Gilead Sciences VP keen to ‘nurture’ critical alumni support system for students

May 29, 2020

By David Miller

Coy Stout, who earned his MSW at UA in 1994, has worked for Gilead Sciences, Inc. since 2004.

Coy Stout was working through his undergraduate degree at a feverish pace, hoping to graduate early from the University of Alabama and minimize his student debt.

He’d planned to attend medical school and focused on the hard sciences like biology and chemistry. Stout had his heart set on helping people, but “not necessarily in medicine.”

Stout was on track to earn a degree in psychology by the summer of 1992, just three years after first enrolling at UA. His career direction still unclear, an elective class during his final year would bring his passion into focus and set his course for the next 25 years of practice and macro social work.

The elective, an intro to social work course taught by Dr. Lucinda Roff, dean of the UA School of Social Work at the time, was both revealing and inspiring for Stout.

“[Roff] did a terrific job to help me see the variety of ways that social work changes communities,” Stout said. “I had preconceived notions of social workers and the traditional roles they’ve had in social safety nets and child welfare. This class helped me see how they impact policy and healthcare.”

Stout would earn his MSW from UA in 1994 before doing case work and program administration in the Washington, D.C. metro area, focusing extensively on support for people with HIV and AIDS. Stout is currently the vice president for U.S. Commercial Access and Reimbursement for Gilead Sciences, a biopharmaceutical company where he’s worked in a leadership role for the last 16 years.

At Gilead, Stout’s primary aim is to link the company with communities to help eliminate the many barriers people face in accessing health care, treatment and support. Stout said the United States healthcare system has become even more complicated over the last 26 years of his professional career, so it’s critically important that biotech companies like Gilead have someone to help them to view their mission through a social work lens.

“If people don’t have access to treatments, it’s just a scientific experiment,” Stout said. “What I do is come up with solutions for access, whether it’s a safety net program for people who lack coverage, or a community partnership to help people access HIV prevention drugs.”
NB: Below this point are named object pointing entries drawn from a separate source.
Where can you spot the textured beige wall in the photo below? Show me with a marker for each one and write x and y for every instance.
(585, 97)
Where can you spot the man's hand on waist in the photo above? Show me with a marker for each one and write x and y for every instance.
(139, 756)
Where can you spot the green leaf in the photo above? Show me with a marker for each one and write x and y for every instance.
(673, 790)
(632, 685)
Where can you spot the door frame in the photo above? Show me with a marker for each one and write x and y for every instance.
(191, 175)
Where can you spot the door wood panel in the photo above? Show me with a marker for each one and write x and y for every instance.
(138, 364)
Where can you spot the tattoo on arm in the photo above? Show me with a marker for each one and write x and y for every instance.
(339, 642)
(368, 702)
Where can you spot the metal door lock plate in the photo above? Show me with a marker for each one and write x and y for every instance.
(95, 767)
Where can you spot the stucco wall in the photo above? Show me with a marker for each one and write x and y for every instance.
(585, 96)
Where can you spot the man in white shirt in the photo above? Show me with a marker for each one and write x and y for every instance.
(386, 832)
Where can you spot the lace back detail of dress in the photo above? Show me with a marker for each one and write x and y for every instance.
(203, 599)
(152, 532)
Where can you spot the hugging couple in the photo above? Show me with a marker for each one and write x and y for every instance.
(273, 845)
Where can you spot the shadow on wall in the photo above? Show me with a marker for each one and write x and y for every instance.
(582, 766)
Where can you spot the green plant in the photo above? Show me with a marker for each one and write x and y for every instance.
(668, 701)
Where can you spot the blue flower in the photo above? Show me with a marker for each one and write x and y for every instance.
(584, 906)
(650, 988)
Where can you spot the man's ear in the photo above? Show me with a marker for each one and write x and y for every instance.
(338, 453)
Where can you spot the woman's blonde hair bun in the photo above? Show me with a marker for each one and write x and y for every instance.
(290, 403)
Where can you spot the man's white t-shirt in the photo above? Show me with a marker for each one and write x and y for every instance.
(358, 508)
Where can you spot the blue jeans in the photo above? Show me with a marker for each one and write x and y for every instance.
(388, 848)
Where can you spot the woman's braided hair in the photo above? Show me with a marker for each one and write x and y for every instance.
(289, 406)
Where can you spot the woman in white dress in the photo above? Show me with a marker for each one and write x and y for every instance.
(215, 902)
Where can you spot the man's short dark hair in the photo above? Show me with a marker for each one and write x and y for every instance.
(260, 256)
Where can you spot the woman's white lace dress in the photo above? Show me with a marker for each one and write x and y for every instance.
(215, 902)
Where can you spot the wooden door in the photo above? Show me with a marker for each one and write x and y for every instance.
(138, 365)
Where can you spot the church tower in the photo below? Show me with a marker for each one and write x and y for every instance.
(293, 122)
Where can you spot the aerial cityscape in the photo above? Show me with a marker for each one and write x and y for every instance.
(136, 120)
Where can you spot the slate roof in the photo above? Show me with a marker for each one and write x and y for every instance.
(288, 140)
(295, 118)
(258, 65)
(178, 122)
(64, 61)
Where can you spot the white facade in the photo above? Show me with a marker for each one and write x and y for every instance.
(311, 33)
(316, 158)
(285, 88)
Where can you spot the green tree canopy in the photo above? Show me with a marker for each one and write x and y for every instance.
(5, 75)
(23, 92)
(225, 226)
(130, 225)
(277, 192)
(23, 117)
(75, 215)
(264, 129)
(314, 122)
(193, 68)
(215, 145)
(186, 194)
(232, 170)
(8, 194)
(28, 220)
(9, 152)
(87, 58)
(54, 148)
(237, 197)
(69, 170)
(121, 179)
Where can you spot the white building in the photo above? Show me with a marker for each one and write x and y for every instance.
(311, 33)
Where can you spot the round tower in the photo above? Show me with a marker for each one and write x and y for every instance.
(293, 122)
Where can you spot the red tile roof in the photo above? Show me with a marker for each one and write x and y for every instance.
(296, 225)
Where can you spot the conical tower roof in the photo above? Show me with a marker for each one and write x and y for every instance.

Social work’s role in biotech is vitally important during the COVID-19 pandemic, Stout said, as companies, including Gilead, which has been testing one of its investigational antiviral drugs as a potential COVID-19 treatment, scramble to develop and test treatments.

Back in D.C.

Stout returned to work in Washington, D.C. in October after 15 years working for Gilead on the West Coast. In many ways, it was a Homecoming for the Alabama native.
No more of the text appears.